Stage (:) Sehgal

Stage (:) Sehgal


Just a regular room in the permanent collection of the Stedelijk Museum in Amsterdam. Except there is not one painting hanging on the white walls, no sculpture or installation presented in the room, no video screened. The only presence is a woman slowly moving across the space, on the ground. A tiny wall text reveals that this is the work Instead of allowing some thing to rise up to your face dancing bruce and dan and other things (2000) of German-British artist Tino Sehgal (1976). This woman moving around in bizarre twisted movements was the start of an extraordinary experiment, one year of monthly ‘situations’ in the old and historical part of the museum building. It had the aim of a mid-career retrospective, however it was nothing but a retrospective. These situations were live meetings between work and public, previous performances were reenacted, relived and recontextualised. The setting was always the same, the rooms of the permanent renowned collection of the Stedelijk Museum. No surprises there. However can something be challenging, innovative or spontaneous when it is already done? Can you keep your audience captivated during a year, day in day out for 365 days? Can a work be equally impressive or become more impressive in a new context, a new embedding?

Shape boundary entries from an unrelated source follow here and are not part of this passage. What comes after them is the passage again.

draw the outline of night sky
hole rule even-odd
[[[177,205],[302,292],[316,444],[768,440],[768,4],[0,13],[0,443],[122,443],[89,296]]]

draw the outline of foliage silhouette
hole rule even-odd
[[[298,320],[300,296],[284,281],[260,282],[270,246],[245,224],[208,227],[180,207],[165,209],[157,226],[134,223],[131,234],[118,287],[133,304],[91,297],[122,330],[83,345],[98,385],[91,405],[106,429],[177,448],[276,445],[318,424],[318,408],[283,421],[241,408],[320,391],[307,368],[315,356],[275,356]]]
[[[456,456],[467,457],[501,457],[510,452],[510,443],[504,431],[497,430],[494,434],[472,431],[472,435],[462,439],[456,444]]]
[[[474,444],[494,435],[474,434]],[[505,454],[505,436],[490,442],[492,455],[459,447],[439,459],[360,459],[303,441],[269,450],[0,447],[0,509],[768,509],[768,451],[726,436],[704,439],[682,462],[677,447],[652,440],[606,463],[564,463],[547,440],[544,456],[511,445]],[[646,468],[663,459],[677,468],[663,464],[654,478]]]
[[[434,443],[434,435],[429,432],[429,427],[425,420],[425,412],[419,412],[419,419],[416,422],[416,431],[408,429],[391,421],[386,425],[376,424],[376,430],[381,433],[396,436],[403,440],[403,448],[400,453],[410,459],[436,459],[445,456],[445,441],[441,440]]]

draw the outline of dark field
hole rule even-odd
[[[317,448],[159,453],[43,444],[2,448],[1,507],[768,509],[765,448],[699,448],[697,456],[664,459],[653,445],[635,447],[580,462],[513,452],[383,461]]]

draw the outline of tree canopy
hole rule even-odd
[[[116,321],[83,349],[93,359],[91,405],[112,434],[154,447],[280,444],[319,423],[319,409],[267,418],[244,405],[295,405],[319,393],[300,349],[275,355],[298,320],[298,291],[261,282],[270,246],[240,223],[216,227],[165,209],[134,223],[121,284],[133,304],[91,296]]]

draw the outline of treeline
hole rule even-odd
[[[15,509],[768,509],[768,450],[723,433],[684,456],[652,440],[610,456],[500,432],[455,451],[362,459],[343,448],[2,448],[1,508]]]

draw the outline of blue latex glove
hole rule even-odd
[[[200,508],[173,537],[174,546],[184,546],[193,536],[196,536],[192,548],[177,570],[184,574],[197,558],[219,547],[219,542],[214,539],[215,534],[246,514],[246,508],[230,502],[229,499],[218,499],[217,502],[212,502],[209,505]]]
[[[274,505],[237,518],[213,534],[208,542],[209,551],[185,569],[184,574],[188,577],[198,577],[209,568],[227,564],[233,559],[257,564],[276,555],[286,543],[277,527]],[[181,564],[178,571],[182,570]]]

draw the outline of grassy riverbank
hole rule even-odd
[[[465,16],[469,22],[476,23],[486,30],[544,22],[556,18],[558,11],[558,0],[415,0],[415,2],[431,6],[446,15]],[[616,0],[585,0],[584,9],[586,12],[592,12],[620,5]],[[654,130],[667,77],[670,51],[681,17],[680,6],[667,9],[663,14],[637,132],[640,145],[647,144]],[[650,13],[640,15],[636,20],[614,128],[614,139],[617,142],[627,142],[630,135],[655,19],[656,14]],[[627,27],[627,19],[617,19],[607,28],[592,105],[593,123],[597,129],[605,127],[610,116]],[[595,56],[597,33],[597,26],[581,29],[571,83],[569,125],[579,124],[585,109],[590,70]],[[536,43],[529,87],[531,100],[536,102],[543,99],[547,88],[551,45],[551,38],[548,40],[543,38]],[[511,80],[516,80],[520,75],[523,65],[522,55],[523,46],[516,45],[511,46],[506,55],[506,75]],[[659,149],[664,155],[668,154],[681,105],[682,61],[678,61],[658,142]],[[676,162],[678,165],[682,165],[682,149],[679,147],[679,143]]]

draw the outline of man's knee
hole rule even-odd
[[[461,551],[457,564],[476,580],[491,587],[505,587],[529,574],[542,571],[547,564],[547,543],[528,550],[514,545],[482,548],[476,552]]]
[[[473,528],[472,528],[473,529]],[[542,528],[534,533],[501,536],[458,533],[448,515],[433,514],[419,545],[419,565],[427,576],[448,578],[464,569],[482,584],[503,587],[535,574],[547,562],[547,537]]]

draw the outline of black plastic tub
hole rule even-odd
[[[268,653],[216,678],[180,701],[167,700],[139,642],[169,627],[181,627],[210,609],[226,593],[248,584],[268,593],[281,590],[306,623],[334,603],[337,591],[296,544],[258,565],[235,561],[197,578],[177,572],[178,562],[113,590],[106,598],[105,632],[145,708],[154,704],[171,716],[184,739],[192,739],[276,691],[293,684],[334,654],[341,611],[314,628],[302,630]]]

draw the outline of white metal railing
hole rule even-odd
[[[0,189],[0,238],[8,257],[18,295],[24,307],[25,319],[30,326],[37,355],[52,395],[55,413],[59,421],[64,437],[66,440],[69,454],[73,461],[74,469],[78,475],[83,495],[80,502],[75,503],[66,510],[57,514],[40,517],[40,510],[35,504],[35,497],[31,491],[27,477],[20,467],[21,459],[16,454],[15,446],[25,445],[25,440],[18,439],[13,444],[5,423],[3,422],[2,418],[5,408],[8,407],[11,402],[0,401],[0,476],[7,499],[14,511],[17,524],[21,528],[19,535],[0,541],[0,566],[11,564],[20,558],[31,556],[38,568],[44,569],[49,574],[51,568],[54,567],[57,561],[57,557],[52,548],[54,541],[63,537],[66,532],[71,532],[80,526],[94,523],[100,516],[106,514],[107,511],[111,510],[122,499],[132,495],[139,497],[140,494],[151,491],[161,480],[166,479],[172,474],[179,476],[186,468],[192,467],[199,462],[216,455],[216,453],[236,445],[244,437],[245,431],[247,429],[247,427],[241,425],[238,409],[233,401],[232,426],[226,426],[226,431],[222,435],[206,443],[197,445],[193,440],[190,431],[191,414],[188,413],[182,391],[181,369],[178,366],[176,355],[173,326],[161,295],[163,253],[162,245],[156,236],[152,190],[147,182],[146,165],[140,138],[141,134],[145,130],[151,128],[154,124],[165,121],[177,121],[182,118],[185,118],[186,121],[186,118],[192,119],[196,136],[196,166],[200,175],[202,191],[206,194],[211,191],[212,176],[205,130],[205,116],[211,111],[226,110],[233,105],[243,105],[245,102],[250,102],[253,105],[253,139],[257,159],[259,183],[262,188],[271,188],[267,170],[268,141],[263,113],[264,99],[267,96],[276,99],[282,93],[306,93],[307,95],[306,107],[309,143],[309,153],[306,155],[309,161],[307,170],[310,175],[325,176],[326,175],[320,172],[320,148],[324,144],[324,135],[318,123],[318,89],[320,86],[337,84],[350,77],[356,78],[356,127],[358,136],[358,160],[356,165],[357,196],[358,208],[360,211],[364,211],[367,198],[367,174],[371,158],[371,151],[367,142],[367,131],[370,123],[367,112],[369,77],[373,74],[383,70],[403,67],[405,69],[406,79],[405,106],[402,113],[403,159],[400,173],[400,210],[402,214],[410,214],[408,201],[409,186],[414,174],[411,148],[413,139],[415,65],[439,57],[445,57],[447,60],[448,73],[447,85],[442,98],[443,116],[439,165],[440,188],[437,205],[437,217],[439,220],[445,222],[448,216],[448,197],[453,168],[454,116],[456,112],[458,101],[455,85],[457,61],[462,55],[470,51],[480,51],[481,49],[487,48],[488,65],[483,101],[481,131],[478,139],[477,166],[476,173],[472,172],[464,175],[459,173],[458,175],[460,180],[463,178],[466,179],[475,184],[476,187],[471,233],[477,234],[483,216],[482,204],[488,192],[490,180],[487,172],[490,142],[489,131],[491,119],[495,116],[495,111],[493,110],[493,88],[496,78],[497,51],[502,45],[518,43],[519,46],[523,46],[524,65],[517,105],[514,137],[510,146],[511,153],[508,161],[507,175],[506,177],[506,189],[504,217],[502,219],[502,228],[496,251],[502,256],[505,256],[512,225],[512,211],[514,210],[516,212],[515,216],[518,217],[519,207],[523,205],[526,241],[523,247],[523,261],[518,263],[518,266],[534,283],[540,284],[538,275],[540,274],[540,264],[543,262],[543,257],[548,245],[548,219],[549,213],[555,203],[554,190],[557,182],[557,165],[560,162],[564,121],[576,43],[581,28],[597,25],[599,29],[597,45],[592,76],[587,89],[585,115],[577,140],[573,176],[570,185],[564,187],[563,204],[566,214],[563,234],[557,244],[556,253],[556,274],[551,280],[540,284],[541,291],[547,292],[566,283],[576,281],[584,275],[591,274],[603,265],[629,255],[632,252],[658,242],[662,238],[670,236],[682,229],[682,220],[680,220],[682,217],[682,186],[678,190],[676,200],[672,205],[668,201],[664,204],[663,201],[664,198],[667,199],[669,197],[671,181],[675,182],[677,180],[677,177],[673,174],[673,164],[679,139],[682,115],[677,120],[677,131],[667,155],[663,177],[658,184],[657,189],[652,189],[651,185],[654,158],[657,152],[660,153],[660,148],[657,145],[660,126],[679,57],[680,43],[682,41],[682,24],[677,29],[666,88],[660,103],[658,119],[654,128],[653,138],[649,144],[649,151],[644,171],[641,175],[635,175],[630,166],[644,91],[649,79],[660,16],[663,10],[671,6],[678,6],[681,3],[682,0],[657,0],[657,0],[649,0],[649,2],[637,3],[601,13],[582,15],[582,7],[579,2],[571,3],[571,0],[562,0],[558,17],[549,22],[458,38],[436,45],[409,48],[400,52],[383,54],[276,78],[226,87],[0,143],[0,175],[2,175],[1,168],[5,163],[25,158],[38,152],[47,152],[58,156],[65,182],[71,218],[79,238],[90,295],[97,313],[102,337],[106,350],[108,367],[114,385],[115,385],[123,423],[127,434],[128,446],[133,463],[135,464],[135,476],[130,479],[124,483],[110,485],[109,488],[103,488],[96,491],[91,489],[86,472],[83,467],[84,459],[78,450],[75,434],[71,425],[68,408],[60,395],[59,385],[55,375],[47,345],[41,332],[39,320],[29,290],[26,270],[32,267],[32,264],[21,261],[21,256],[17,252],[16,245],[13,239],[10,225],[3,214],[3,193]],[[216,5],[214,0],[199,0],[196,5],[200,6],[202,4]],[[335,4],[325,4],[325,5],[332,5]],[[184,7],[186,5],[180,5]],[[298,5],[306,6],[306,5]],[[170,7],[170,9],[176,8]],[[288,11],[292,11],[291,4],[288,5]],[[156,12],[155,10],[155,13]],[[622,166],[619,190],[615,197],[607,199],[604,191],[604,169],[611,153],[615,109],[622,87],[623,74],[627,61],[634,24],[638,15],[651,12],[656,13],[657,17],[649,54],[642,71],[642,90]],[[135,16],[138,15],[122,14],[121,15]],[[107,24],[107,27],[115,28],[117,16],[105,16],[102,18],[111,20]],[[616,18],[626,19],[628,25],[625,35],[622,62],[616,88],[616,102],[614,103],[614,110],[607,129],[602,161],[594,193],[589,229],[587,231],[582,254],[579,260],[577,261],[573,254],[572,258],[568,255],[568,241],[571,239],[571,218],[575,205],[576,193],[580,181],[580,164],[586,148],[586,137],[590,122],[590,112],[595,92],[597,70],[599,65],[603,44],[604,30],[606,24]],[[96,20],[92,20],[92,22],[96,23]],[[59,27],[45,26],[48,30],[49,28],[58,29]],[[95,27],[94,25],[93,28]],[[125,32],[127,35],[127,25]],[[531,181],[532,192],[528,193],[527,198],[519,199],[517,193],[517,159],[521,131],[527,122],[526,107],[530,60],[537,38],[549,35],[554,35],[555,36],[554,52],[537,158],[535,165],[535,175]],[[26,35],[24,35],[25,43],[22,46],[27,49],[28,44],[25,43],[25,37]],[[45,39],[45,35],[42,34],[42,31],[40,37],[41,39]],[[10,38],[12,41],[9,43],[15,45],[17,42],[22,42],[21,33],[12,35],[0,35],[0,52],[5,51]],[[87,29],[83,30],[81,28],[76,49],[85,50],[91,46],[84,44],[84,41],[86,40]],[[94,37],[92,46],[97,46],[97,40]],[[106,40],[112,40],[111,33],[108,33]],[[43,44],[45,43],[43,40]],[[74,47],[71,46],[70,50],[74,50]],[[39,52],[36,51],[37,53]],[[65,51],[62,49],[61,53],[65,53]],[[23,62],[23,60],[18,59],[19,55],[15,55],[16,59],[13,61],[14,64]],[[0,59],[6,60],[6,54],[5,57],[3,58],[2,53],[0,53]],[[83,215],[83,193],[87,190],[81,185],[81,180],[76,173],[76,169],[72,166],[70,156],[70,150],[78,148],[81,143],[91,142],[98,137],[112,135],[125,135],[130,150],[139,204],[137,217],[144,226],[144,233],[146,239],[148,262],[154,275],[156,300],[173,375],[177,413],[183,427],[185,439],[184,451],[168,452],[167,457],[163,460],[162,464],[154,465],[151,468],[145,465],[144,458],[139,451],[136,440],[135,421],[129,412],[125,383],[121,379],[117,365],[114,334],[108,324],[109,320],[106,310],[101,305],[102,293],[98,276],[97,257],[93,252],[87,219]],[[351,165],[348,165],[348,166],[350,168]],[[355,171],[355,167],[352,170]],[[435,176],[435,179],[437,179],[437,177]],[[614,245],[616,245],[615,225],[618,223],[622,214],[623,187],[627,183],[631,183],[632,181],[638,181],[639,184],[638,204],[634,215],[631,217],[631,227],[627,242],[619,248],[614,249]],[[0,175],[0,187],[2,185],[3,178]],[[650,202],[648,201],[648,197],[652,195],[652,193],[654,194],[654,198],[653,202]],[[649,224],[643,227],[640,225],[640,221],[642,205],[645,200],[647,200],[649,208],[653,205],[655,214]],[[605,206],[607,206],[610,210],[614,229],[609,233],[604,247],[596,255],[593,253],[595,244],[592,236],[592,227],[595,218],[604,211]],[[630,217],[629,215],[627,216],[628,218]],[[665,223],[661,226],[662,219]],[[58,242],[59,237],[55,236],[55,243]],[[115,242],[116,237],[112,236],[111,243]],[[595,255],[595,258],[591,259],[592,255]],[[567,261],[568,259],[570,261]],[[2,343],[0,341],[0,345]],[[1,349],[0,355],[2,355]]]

Sehgal gained recognition these last few years with performances at the most renowned institutions and manifestations. Think of the group of running and talking women and men in the Turbine Hall at Tate Modern in 2012, the mysterious encounter of beatboxing and dancing people in a dark space in Kassel at Documenta in 2012 or again beatboxing and humming people moving on the floor in the group exhibition ‘The Encyclopedic Palace’ at the Venice Biennale in 2013. Not always equally profound, but captivating. For those who were once present at a performance or situation of Sehgal will remember it. Sehgal is at this moment the contemporary producer and conductor of performances. Will the stage be forever his?

The one-year retrospective of Tino Sehgal was on view until the end of 2015.